Banks are often buying other banks, but when the news hits that a bank purchased a large investment company, it’s going to get some press. SoftBank recently purchased Fortress Investment Group for more than $3 billion, and it’s setting in that there is a good reason for the acquisition. The sales of the investment group was approved by shareholders in July of 2017, but the transaction was not final until the end of the year. Why does the purchase make so much sense?
Consider that looking into the history of these two companies is similar. The more you learn about each of them the more you realize that this made perfect sense. Both of these companies have shifted gears numerous times over the years, but they also seek out the opportunities that are emerging. Technology is the foremost opportunity because it’s always evolving.
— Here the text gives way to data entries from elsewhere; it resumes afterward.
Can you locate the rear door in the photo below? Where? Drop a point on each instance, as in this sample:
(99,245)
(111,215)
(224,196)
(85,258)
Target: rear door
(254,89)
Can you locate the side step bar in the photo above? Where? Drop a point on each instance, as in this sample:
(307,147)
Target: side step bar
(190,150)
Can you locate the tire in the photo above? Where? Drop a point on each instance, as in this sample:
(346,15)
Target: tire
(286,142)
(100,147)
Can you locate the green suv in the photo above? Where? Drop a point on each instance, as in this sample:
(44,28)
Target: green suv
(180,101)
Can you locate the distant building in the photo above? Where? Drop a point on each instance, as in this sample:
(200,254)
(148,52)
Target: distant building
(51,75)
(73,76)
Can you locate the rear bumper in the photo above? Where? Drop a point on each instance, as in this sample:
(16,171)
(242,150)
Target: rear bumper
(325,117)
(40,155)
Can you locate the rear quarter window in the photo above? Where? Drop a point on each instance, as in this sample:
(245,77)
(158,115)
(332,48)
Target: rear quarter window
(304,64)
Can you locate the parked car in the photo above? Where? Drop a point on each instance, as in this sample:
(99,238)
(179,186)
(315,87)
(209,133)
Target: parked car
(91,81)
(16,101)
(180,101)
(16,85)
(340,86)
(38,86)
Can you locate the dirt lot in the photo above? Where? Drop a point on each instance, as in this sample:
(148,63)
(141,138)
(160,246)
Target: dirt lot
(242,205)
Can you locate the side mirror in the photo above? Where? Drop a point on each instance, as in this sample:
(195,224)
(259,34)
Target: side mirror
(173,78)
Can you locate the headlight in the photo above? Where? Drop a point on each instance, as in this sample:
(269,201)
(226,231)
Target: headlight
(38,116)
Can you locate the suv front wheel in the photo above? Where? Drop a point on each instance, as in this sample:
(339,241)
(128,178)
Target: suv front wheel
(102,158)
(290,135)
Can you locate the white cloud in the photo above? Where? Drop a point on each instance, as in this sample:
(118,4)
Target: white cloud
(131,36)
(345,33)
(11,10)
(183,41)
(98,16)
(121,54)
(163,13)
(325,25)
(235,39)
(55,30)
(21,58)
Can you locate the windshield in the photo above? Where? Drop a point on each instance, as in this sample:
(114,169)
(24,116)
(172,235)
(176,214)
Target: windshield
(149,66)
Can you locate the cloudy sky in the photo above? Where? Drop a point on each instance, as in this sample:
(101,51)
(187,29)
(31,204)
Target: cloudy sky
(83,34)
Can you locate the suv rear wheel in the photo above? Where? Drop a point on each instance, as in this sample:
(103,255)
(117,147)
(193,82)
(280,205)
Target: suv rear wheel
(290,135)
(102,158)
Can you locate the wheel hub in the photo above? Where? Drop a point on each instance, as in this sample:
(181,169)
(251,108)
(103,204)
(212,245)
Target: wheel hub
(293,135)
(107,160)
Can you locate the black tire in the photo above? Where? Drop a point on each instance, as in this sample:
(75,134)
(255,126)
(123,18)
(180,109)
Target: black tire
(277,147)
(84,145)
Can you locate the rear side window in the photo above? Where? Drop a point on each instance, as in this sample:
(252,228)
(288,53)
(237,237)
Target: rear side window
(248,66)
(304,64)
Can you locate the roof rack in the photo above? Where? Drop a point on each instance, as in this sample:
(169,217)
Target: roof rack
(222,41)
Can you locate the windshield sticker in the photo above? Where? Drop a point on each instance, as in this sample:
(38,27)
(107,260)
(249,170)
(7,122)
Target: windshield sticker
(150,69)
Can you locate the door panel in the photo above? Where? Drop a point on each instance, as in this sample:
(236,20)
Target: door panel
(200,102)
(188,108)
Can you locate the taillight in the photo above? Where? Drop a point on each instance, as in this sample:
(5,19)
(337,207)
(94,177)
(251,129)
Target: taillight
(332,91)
When SoftBank was first founded by Masayoshi Son, the company was leveraged as a wholesaler for PC software. Over the years, SoftBank has invested in tech companies, now able to share that they hold stakes in several hundred software companies. Most of these companies are focused on offering products that are most commonly used for the purpose of making technology work better including:
• Tech services
• Fixed line telecommunications
• Internet service
It was a great time for Fortress Investment Group to enter into the picture, mainly because their goal always has been to become the largest investment company in the world. The founders, all well-educated and offering vast knowledge of law and finance, have made this company soar beyond their wildest dreams. Although they have always shifted gears as often as SoftBank, Fortress Investment Group has always remain focused on being adaptable and willing to change on the route to success.
Despite the acquisition, Fortress Investment Group will still manage their daily operations as they see fit, while SoftBank’s role is merely to lean on them for the investment piece as they find new opportunities.